Possible Duplicate:
ń ǹ ň ñ ṅ ņ ṇ ṋ ṉ ̈ ɲ ƞ ᶇ ɳ ȵ --> n or Remove diacritical marks from unicode chars
How to replace special characters in a string?
I would like to format some String such as "I>Télé"
to something like "itele"
.
The idea is that I want my String to be lower case (done), without whitespaces (done), no accents or special characters (like >
, <
, /
, %
, ~
, é
, @
, ï
etc).
It is okay to delete occurences of special characters, but I want to keep letters while removing accents (as I did in my example). Here is what I did, but I don't think that the good solution is to replace every é,è,ê,ë by "e", than do it again for "i","a" etc, and then remove every special character...
String name ="I>télé" //example
String result = name.toLowerCase().replace(" ", "").replace("é","e").........;
The purpose of that is to provide a valid filename for resources for an Android app, so if you have any other idea, I'll take it !
You can use the java.text.Normalizer
class to convert your text into normal Latin characters followed by diacritic marks (accents), where possible. So for example, the single-character string "é"
would become the two character string ['e', {COMBINING ACUTE ACCENT}]
.
After you've done this, your String would be a combination of unaccented characters, accent modifiers, and the other special characters you've mentioned.
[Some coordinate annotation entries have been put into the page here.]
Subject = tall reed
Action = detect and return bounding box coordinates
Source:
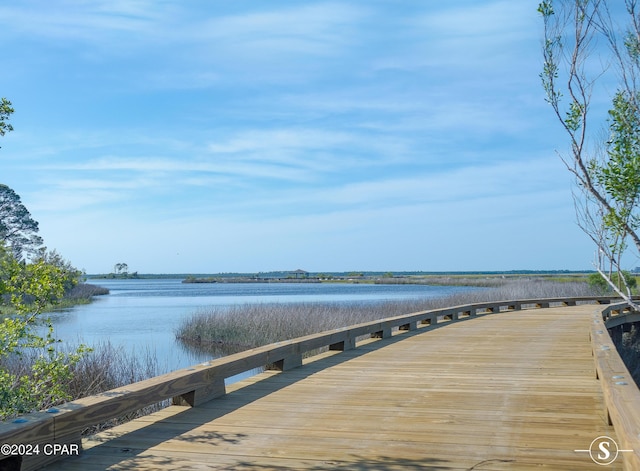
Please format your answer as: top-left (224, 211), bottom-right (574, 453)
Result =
top-left (176, 279), bottom-right (593, 352)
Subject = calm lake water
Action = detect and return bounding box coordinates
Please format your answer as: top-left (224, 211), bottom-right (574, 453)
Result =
top-left (51, 279), bottom-right (471, 372)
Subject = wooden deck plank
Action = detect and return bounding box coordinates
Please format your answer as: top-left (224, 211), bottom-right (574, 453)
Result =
top-left (43, 306), bottom-right (622, 471)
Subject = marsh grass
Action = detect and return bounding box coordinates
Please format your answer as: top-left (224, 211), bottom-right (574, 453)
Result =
top-left (0, 342), bottom-right (169, 435)
top-left (176, 279), bottom-right (593, 353)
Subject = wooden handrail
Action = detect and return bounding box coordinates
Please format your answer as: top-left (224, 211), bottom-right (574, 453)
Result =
top-left (591, 303), bottom-right (640, 471)
top-left (0, 296), bottom-right (640, 470)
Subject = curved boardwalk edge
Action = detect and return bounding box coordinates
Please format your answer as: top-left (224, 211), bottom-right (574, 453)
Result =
top-left (590, 304), bottom-right (640, 471)
top-left (0, 298), bottom-right (639, 469)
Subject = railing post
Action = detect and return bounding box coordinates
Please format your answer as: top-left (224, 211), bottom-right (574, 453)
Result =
top-left (274, 353), bottom-right (302, 371)
top-left (329, 337), bottom-right (356, 352)
top-left (172, 378), bottom-right (227, 407)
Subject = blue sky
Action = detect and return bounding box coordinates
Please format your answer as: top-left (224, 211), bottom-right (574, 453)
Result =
top-left (0, 0), bottom-right (594, 273)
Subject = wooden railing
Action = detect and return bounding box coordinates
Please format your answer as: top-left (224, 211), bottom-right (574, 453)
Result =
top-left (591, 304), bottom-right (640, 471)
top-left (0, 297), bottom-right (640, 470)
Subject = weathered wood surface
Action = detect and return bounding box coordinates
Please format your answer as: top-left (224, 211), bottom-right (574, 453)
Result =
top-left (42, 305), bottom-right (623, 471)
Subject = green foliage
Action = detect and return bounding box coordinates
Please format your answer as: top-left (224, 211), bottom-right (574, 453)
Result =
top-left (0, 98), bottom-right (14, 146)
top-left (0, 184), bottom-right (42, 258)
top-left (587, 270), bottom-right (638, 294)
top-left (0, 245), bottom-right (89, 420)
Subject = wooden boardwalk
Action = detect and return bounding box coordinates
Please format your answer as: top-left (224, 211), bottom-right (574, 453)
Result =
top-left (46, 305), bottom-right (622, 471)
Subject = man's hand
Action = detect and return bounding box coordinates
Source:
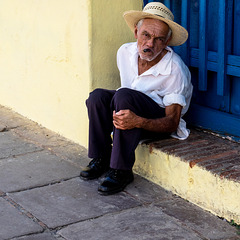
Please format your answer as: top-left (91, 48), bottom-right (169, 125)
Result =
top-left (113, 109), bottom-right (140, 130)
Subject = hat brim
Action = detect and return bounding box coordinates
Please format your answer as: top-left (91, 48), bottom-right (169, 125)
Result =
top-left (123, 10), bottom-right (188, 46)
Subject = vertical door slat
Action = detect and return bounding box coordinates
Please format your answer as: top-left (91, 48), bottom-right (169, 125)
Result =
top-left (198, 0), bottom-right (208, 91)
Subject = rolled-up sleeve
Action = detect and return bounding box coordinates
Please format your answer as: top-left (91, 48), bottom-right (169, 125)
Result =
top-left (163, 93), bottom-right (186, 107)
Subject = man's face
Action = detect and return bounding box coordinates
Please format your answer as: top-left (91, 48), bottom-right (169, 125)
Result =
top-left (135, 19), bottom-right (170, 61)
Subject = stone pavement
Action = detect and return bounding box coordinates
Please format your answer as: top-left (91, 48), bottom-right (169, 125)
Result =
top-left (0, 107), bottom-right (240, 240)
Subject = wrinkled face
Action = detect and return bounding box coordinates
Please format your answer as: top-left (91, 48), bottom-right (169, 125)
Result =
top-left (135, 18), bottom-right (170, 61)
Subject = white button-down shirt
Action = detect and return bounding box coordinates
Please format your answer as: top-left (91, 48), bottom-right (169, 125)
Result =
top-left (117, 42), bottom-right (193, 139)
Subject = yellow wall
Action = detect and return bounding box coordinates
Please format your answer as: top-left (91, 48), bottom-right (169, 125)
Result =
top-left (0, 0), bottom-right (142, 146)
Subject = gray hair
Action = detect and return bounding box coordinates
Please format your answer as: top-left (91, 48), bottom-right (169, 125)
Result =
top-left (136, 18), bottom-right (172, 41)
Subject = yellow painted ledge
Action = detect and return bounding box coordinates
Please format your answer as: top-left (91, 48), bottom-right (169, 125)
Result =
top-left (134, 144), bottom-right (240, 224)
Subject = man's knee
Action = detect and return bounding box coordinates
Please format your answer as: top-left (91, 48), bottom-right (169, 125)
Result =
top-left (86, 88), bottom-right (111, 106)
top-left (114, 88), bottom-right (133, 103)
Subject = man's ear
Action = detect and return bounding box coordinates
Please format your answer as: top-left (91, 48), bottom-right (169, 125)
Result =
top-left (134, 26), bottom-right (138, 39)
top-left (166, 35), bottom-right (172, 46)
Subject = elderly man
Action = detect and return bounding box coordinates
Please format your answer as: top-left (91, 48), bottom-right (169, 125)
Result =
top-left (80, 2), bottom-right (192, 195)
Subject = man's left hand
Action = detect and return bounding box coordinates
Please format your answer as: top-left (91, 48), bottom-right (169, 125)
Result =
top-left (113, 109), bottom-right (140, 130)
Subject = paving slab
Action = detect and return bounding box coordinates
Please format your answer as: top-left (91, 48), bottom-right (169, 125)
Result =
top-left (125, 174), bottom-right (176, 204)
top-left (0, 131), bottom-right (42, 161)
top-left (9, 178), bottom-right (141, 229)
top-left (0, 197), bottom-right (43, 240)
top-left (58, 204), bottom-right (202, 240)
top-left (12, 123), bottom-right (70, 147)
top-left (155, 197), bottom-right (240, 240)
top-left (11, 232), bottom-right (66, 240)
top-left (47, 141), bottom-right (90, 168)
top-left (0, 151), bottom-right (80, 192)
top-left (0, 106), bottom-right (34, 129)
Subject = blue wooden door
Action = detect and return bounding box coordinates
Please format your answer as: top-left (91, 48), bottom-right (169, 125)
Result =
top-left (144, 0), bottom-right (240, 140)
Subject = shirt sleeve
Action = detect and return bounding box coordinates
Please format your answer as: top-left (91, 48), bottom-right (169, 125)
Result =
top-left (163, 93), bottom-right (186, 107)
top-left (163, 61), bottom-right (189, 108)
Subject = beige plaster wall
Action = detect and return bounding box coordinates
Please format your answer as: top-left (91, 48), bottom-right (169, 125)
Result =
top-left (0, 0), bottom-right (142, 146)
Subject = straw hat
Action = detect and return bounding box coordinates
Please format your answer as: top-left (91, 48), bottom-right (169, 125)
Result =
top-left (123, 2), bottom-right (188, 46)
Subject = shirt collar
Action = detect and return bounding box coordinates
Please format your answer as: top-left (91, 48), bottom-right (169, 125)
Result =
top-left (129, 42), bottom-right (173, 77)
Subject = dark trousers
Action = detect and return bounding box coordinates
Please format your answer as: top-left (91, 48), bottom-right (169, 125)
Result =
top-left (86, 88), bottom-right (165, 170)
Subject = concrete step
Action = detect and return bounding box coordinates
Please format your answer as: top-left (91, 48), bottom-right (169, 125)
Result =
top-left (134, 129), bottom-right (240, 224)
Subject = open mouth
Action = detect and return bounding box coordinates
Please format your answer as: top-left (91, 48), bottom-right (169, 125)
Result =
top-left (143, 48), bottom-right (152, 52)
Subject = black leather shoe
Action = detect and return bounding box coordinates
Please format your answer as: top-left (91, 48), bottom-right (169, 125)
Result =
top-left (98, 169), bottom-right (134, 195)
top-left (80, 158), bottom-right (109, 180)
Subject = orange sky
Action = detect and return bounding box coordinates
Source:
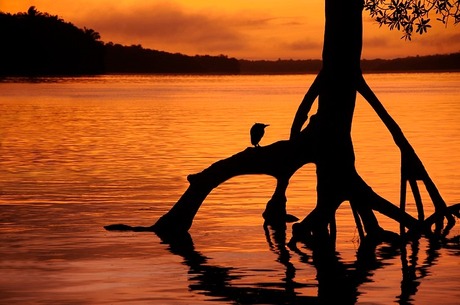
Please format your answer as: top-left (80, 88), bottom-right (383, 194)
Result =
top-left (0, 0), bottom-right (460, 59)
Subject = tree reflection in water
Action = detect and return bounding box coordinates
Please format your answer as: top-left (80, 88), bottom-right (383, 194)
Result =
top-left (156, 227), bottom-right (460, 304)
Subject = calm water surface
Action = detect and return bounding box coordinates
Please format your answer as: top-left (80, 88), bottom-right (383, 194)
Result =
top-left (0, 73), bottom-right (460, 305)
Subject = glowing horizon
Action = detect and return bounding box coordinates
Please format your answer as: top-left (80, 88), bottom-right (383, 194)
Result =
top-left (0, 0), bottom-right (460, 60)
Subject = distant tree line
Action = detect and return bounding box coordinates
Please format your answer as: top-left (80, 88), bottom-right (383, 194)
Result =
top-left (0, 6), bottom-right (104, 75)
top-left (104, 43), bottom-right (240, 74)
top-left (0, 6), bottom-right (239, 76)
top-left (239, 52), bottom-right (460, 74)
top-left (0, 6), bottom-right (460, 76)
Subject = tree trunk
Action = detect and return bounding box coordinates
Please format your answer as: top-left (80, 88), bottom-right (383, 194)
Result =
top-left (106, 0), bottom-right (459, 240)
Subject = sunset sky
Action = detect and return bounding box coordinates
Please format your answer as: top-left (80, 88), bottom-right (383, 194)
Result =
top-left (0, 0), bottom-right (460, 60)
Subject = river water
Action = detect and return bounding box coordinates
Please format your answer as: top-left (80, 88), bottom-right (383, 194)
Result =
top-left (0, 73), bottom-right (460, 305)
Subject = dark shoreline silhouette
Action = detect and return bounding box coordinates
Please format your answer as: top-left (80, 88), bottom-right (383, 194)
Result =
top-left (0, 6), bottom-right (460, 77)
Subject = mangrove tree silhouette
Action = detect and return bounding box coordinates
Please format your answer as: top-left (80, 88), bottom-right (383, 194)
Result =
top-left (106, 0), bottom-right (460, 248)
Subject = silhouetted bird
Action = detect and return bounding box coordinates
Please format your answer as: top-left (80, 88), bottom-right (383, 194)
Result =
top-left (250, 123), bottom-right (269, 147)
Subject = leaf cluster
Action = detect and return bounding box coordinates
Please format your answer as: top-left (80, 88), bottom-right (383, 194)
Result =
top-left (364, 0), bottom-right (460, 40)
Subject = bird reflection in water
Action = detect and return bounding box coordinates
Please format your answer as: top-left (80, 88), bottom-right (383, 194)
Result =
top-left (155, 226), bottom-right (460, 304)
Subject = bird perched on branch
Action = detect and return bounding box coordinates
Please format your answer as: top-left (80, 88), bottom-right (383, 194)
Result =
top-left (250, 123), bottom-right (269, 147)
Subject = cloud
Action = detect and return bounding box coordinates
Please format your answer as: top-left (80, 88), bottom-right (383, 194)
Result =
top-left (73, 3), bottom-right (320, 56)
top-left (80, 3), bottom-right (258, 51)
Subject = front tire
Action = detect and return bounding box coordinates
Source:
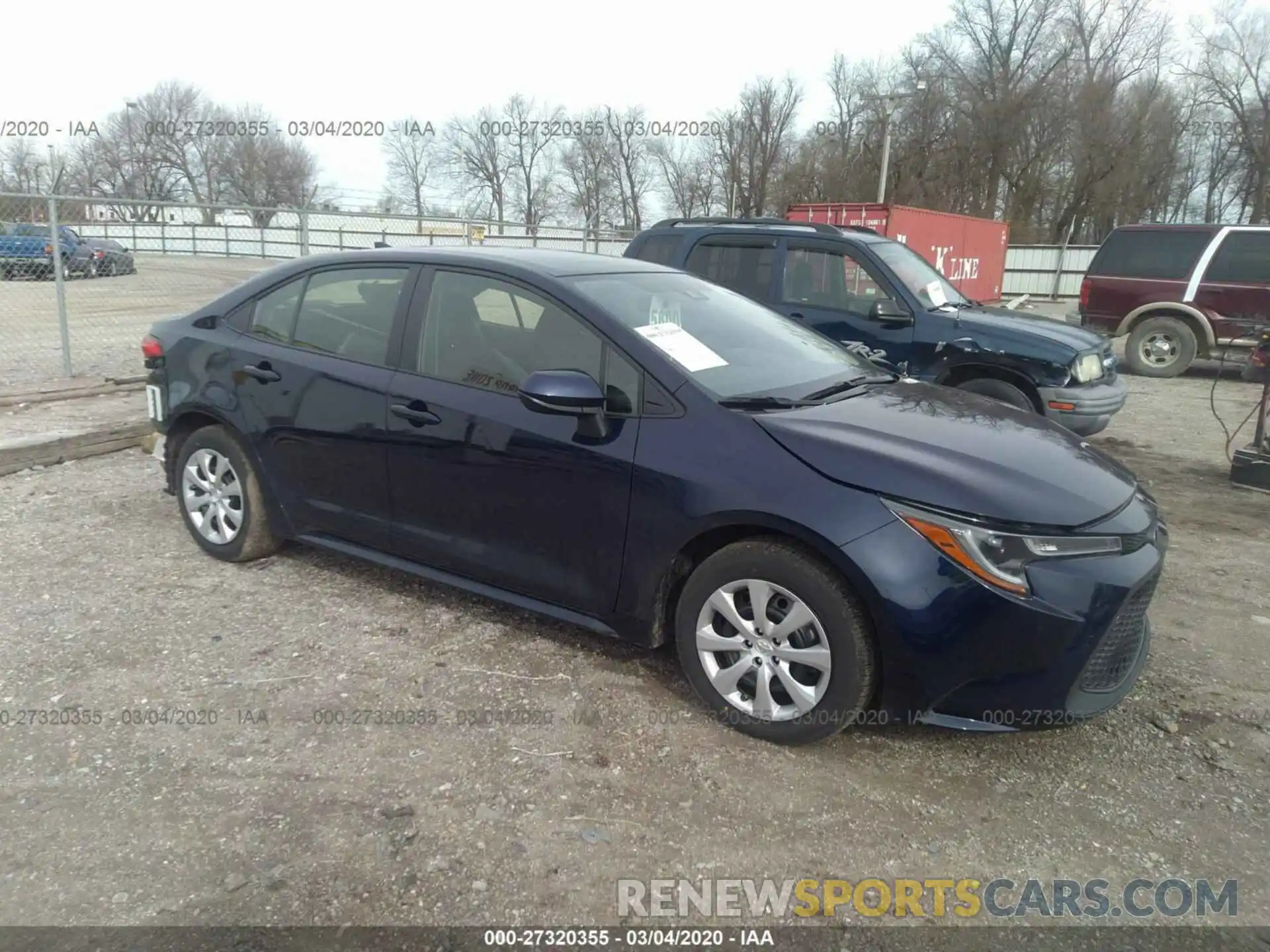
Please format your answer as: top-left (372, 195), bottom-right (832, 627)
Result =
top-left (956, 377), bottom-right (1037, 414)
top-left (675, 538), bottom-right (876, 745)
top-left (175, 426), bottom-right (280, 563)
top-left (1124, 316), bottom-right (1199, 377)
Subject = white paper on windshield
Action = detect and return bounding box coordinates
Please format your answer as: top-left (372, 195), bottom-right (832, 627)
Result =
top-left (635, 323), bottom-right (728, 373)
top-left (648, 294), bottom-right (683, 327)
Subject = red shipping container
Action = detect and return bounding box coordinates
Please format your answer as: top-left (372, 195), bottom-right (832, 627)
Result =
top-left (785, 202), bottom-right (1009, 301)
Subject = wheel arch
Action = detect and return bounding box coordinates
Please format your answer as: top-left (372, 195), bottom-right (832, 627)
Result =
top-left (935, 360), bottom-right (1045, 413)
top-left (164, 405), bottom-right (291, 532)
top-left (1115, 303), bottom-right (1216, 354)
top-left (649, 513), bottom-right (881, 647)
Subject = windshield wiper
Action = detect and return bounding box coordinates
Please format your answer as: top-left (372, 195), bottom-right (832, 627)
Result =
top-left (719, 396), bottom-right (812, 410)
top-left (802, 373), bottom-right (899, 401)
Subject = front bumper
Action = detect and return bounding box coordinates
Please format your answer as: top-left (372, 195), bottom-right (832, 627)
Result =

At this point you could filter the characters in your string using only a whitelist to keep what you want (which could be as simple as [A-Za-z0-9]
for a regex, depending on what you're after).
An approach might look like:
String name ="I>télé"; //example
String normalized = Normalizer.normalize(name, Form.NFD);
String result = normalized.replaceAll("[^A-Za-z0-9]", "");